Why is food such a challenge? I’m not sure when marketers started getting involved but I suspect that’s when we all became confused. We believed what we heard because [mostly] men in white coats were telling us what to do. Celebrities who looked amazing drank diet soda and ate lettuce for dessert, so we did that. No fat, all fat, no carbs, only carbs, no meat, lots of meat. It’s much more conflicted now. Information is moving quickly and the desperate need to get it in front of the right people has created a whole new business culture involving metrics and algorithms. Plus, those with the most money win. The meat and dairy industries throw an enormous amount of capital at advertising – and often misdirecting and making false claims – while the little organic kale farmer can barely pay crop insurance, let alone extol the virtues of cruciferous vegetables.
But then again, maybe it’s all genetics.
But beyond blaming the big guys (or maybe because of them, but let’s take responsibility back now, people) we have lost touch with our body intuition. I know I have. Mostly. As a teenager, Weight Watchers and Seventeen magazine directed my dietary needs. Then came Dr. Atkins and Scarsdale. Then joining a sorority at a southern university and eating the cooking of an amazingly talented southern black woman who cooked with passion, love and lard. Then all the alcohol that comes with college. Then vegetarianism, veganism, paleo, Mediterranean… I’m getting exhausted just typing this.
I needed someone else to tell me what was good for me. I lost trust in my gut.
So, it will probably come as no surprise that I just completed the Whole 30 plan (I just can’t use the word diet anymore). It was good. It is how I normally eat when I am behaving and when I am capable of listening to my body. It follows my particular blood type. (Yes, I did that one too, maybe the only one that really made sense and felt good. So why did I give it up?)
In the end I lost maybe 6 pounds. A small win, but a win nonetheless. I attribute that entirely to no sugar and no alcohol. Mostly no sugar, I had all but given up my red wine habit months ago, opting only for special occasions. Like a normal person.
I didn’t move enough. I have a million valid reasons but really that’s just a pretty way of saying excuses. If I had moved more that weight loss number would likely be higher. But moving is coming.
I have learned throughout this year so many valuable things about my tendencies and my experience of life in general. One of those is: Life will always get in the way. In other words I will always have a valid reason NOT to do something. No sleep, disrupted schedule, travel, sick pet or person, but so what, that is life.

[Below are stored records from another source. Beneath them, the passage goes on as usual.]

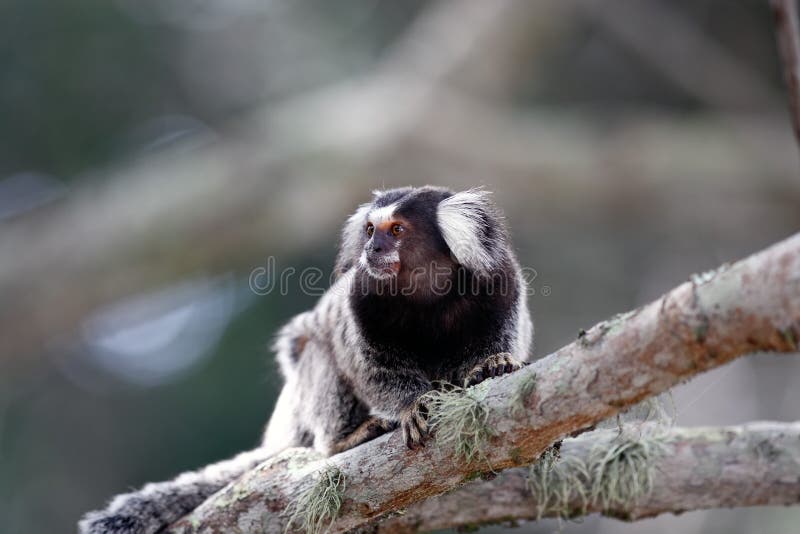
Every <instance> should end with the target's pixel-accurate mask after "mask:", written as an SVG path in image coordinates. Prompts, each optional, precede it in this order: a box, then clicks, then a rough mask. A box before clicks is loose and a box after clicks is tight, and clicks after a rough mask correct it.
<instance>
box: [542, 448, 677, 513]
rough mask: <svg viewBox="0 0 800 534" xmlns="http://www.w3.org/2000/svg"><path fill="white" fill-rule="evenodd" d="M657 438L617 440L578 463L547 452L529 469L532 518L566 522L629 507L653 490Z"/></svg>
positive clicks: (657, 450)
mask: <svg viewBox="0 0 800 534" xmlns="http://www.w3.org/2000/svg"><path fill="white" fill-rule="evenodd" d="M663 451H664V448H663V442H662V440H661V439H660V438H659V437H657V436H644V437H636V438H630V437H627V438H626V437H620V438H618V439H617V440H616V441H615V442H614V443H612V444H611V445H610V446H609V445H608V444H604V445H602V446H595V447H594V448H593V449H592V450H591V451H590V452H589V455H588V458H583V457H579V456H575V455H563V456H561V457H560V458H559V456H558V454H557V452H555V451H554V449H548V450H547V451H546V452H545V453H544V454H543V455H542V457H541V458H540V459H539V460H538V461H537V462H536V463H535V464H533V465H532V466H531V467H530V471H529V476H528V488H529V489H530V491H531V494H532V495H533V496H534V497H535V498H536V501H537V503H538V504H537V510H536V516H537V518H539V519H541V518H542V517H544V516H545V515H555V516H557V517H558V518H560V519H568V518H570V517H575V516H579V515H585V514H586V512H587V510H588V509H589V507H592V508H595V507H596V508H600V509H601V510H603V511H606V512H612V513H613V512H614V510H615V509H618V508H622V507H626V506H630V505H631V504H635V503H637V502H638V501H639V499H641V498H643V497H645V496H647V495H648V494H649V493H650V492H651V491H652V488H653V478H654V476H655V460H656V459H657V458H658V457H659V456H660V455H661V454H663Z"/></svg>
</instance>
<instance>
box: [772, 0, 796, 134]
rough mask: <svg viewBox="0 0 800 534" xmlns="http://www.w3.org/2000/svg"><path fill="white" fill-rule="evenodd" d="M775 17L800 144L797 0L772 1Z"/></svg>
mask: <svg viewBox="0 0 800 534" xmlns="http://www.w3.org/2000/svg"><path fill="white" fill-rule="evenodd" d="M770 5H771V6H772V13H773V15H774V17H775V33H776V36H777V39H778V51H779V52H780V55H781V59H782V61H783V71H784V77H785V78H786V87H787V90H788V93H789V109H790V110H791V112H792V123H793V124H794V133H795V136H796V138H797V140H798V142H800V21H798V17H797V0H770Z"/></svg>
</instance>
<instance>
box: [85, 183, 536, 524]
mask: <svg viewBox="0 0 800 534" xmlns="http://www.w3.org/2000/svg"><path fill="white" fill-rule="evenodd" d="M368 222H372V223H373V225H374V226H375V229H376V231H378V230H381V231H384V232H390V231H391V224H392V223H398V224H401V225H403V226H404V231H403V232H400V233H398V235H394V234H392V235H391V237H390V235H389V234H384V235H383V236H382V237H381V239H379V243H378V244H377V246H376V244H375V242H373V243H370V240H371V236H368V235H367V232H366V226H367V223H368ZM387 223H388V225H387ZM373 235H374V234H373ZM376 249H377V250H376ZM362 258H363V259H362ZM395 264H396V265H395ZM387 265H388V266H389V267H390V269H389V271H391V272H389V273H385V272H383V271H382V270H381V268H382V267H386V266H387ZM336 271H337V273H339V278H338V280H337V281H336V282H335V284H334V286H333V287H331V289H330V290H329V291H328V292H326V293H325V295H323V296H322V297H321V298H320V300H319V302H318V303H317V305H316V306H315V307H314V309H312V310H310V311H307V312H305V313H302V314H300V315H297V316H296V317H294V318H293V319H292V320H291V321H290V322H289V323H288V324H287V325H286V326H285V327H284V328H283V329H282V330H281V331H280V333H279V334H278V336H277V340H276V343H275V350H276V356H277V360H278V362H279V364H280V369H281V372H282V374H283V376H284V378H285V384H284V387H283V389H282V391H281V394H280V396H279V398H278V401H277V403H276V406H275V409H274V411H273V414H272V417H271V418H270V421H269V424H268V425H267V429H266V431H265V433H264V439H263V441H262V444H261V446H260V447H259V448H257V449H255V450H254V451H250V452H247V453H242V454H240V455H239V456H237V457H235V458H233V459H231V460H227V461H225V462H221V463H219V464H215V465H212V466H208V467H206V468H204V469H201V470H198V471H194V472H190V473H184V474H183V475H181V476H180V477H179V478H177V479H175V480H172V481H168V482H162V483H158V484H149V485H147V486H145V487H144V488H142V489H141V490H139V491H136V492H132V493H128V494H124V495H119V496H117V497H116V498H115V499H114V500H113V501H112V502H111V503H110V504H109V506H108V507H107V508H106V509H104V510H101V511H99V512H92V513H90V514H87V515H86V517H85V518H84V519H83V521H82V522H81V523H80V530H81V531H82V532H86V533H92V534H99V533H101V532H112V533H117V534H120V533H123V532H125V533H132V532H158V531H162V530H163V529H164V528H165V527H166V526H167V525H169V524H170V523H171V522H173V521H175V520H177V519H178V518H180V517H182V516H183V515H184V514H186V513H188V512H189V511H191V510H192V509H193V508H194V507H196V506H197V505H198V504H199V503H200V502H202V501H203V500H204V499H205V498H206V497H207V496H208V495H210V494H212V493H214V492H216V491H217V490H219V489H221V488H222V487H224V486H225V485H226V484H227V483H229V482H230V481H232V480H233V479H235V478H237V477H238V476H240V475H241V474H242V473H244V472H245V471H246V470H248V469H251V468H252V467H254V466H255V465H256V464H257V463H259V462H261V461H263V460H265V459H267V458H269V457H271V456H273V455H275V454H277V453H278V452H280V451H282V450H284V449H286V448H288V447H297V446H305V447H309V446H310V447H313V448H314V449H316V450H318V451H320V452H322V453H324V454H328V455H330V454H334V453H336V452H339V451H342V450H345V449H347V448H351V447H354V446H357V445H358V444H359V443H362V442H363V441H366V440H369V439H373V438H375V437H376V436H379V435H380V434H382V433H384V432H387V431H391V430H392V429H393V428H394V427H396V426H397V425H398V424H399V425H400V426H401V427H402V431H403V436H404V439H405V442H406V444H408V446H409V447H416V446H419V444H420V443H421V442H422V439H423V438H424V436H423V434H424V433H425V429H424V428H423V427H424V426H425V422H424V417H422V418H421V417H420V414H421V413H422V412H420V410H419V399H420V397H421V396H422V395H423V394H424V393H426V392H428V391H430V390H431V389H432V388H433V387H434V383H435V381H442V380H444V381H449V382H454V383H456V384H462V383H465V382H466V383H467V384H474V383H476V382H479V381H480V380H483V379H484V378H486V377H490V376H495V375H497V374H501V372H511V371H512V370H513V369H514V368H516V367H517V366H519V365H521V364H522V362H525V361H527V360H528V358H529V353H528V350H529V347H530V344H531V340H532V334H533V331H532V325H531V322H530V318H529V314H528V308H527V304H526V302H525V291H524V290H525V282H524V280H523V279H522V276H521V274H520V269H519V266H518V264H517V260H516V257H515V256H514V253H513V250H512V248H511V245H510V243H509V240H508V234H507V231H506V228H505V224H504V221H503V218H502V215H501V214H500V212H499V211H498V210H497V208H495V207H494V204H493V203H492V201H491V198H490V196H489V194H488V193H486V192H485V191H482V190H470V191H462V192H458V193H454V192H452V191H449V190H446V189H442V188H437V187H422V188H410V187H406V188H402V189H393V190H389V191H384V192H378V193H375V194H374V198H373V200H372V202H370V203H368V204H364V205H362V206H360V207H359V208H358V210H357V211H356V213H354V214H353V215H352V216H351V217H350V218H349V219H348V221H347V223H346V224H345V227H344V229H343V231H342V245H341V248H340V251H339V255H338V257H337V260H336ZM442 273H443V274H442ZM403 289H405V291H403ZM498 353H499V354H498Z"/></svg>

Life cannot interrupt life.
It takes commitment and self-prioritization. And I know that once I get just a few days into a healthy routine of the gym or yoga or walking, my body will beg me to keep going.
Back to intuition. I like the premise of the Whole 30 diet as I do almost any elimination plan. If it’s taken seriously and done correctly it can offer a lot of information about your body’s capabilities to digest and assimilate certain types of foods. It creates and environment of forced intuition that can help rebuild that innate muscle.

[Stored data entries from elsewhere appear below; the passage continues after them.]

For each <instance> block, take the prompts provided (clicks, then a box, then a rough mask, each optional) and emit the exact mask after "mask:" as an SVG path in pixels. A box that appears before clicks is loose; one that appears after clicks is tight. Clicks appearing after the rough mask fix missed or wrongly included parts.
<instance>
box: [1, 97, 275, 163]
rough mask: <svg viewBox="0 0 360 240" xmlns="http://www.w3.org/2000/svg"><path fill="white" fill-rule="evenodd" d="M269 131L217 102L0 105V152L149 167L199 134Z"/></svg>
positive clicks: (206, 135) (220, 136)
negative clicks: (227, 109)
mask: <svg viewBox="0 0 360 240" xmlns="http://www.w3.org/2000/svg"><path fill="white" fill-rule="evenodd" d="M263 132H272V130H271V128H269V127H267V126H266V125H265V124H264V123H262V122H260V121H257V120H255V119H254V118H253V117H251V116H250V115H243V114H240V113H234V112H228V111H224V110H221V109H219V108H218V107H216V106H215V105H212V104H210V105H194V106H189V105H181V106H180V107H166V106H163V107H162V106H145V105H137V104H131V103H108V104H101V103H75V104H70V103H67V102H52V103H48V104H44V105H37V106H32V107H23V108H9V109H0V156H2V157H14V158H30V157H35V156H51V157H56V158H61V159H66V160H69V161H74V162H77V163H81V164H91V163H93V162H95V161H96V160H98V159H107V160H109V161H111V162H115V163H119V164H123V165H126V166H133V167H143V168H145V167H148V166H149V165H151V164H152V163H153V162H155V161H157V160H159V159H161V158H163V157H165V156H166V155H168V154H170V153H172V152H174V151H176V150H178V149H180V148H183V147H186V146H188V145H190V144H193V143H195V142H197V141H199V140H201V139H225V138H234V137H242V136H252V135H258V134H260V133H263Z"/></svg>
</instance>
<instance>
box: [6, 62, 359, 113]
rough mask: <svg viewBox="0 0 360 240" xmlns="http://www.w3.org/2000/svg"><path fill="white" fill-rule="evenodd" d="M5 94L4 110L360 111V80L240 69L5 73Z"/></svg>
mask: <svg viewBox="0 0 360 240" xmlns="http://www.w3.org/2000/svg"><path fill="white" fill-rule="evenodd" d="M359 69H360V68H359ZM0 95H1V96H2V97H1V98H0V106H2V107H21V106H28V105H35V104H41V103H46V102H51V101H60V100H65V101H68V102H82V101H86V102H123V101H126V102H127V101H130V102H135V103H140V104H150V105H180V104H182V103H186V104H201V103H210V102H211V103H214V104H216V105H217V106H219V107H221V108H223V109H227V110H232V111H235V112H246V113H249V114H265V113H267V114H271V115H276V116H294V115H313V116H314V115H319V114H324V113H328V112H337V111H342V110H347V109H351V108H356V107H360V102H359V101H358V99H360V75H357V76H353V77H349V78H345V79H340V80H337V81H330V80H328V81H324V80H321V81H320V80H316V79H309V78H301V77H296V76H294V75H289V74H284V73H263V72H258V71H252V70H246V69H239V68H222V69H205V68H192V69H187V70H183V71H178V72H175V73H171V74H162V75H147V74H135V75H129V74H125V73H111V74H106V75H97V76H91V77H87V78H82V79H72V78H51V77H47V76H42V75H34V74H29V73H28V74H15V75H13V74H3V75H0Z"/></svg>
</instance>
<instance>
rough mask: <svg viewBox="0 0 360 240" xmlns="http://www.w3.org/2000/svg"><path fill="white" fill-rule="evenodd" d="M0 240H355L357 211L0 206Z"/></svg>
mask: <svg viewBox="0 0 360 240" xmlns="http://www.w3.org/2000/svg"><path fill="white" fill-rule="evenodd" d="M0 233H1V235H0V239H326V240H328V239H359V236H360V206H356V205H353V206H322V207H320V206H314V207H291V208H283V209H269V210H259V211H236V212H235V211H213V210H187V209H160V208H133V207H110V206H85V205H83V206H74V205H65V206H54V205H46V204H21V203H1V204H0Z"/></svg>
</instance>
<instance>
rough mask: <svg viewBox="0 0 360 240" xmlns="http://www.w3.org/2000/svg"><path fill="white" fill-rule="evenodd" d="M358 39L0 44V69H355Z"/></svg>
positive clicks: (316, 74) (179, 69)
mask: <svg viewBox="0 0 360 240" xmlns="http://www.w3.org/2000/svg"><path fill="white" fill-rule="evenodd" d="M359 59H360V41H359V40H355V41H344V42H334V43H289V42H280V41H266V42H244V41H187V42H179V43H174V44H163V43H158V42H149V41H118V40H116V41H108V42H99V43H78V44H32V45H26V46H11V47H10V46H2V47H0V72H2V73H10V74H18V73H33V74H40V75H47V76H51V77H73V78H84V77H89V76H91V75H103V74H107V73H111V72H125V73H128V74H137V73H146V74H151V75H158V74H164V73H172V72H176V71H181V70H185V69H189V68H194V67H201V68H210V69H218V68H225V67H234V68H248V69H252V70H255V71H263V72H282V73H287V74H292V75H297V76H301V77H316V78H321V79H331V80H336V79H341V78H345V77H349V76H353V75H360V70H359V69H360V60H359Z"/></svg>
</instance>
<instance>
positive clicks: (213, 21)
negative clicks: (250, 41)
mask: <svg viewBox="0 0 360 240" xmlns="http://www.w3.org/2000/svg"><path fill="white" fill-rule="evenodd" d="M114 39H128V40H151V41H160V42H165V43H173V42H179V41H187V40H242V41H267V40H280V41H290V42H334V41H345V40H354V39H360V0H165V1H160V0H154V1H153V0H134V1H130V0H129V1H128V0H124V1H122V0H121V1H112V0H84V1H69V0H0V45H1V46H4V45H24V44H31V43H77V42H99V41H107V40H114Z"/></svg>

It’s as simple as this: Pay Attention.
How do you feel when you eat certain foods? Energized, sluggish, asthmatic, itchy, bloated, nauseous, calm, jittery? These are solid clues.
I know my body is not fond of grains – in particular wheat. It does not take kindly to legumes and it gets very congested on dairy. It LOVES sugar, or maybe that’s all in my head. To be honest, even juice can make my heart race, so sugar isn’t so much my friend as my energy dealer.
But I have discovered that I can tolerate a small amount of any of those things once in a while. I can have a fully loaded cappuccino on a rainy afternoon every so often. A piece of birthday cake does not affect me if I’m not eating wheat and dairy on the daily. Black beans in my burrito bowl are quite tasty, but less is better. Cheese is seductive, but being able to breathe and, well, perform other natural functions, now wins. No cheese. I have also learned that there is such a thing as too much meat for me. I would love to be able to be a vegetarian but without legumes or soy it’s very difficult to find a worthy protein source. Instead I limit my animal protein to eggs from a friend’s happy chickens and some responsibly, humanely, organically raised beef and chicken from a local farm. If I had to catch and kill my own dinner I would live off eggs or learn to like fish. Perhaps a plan for the near future.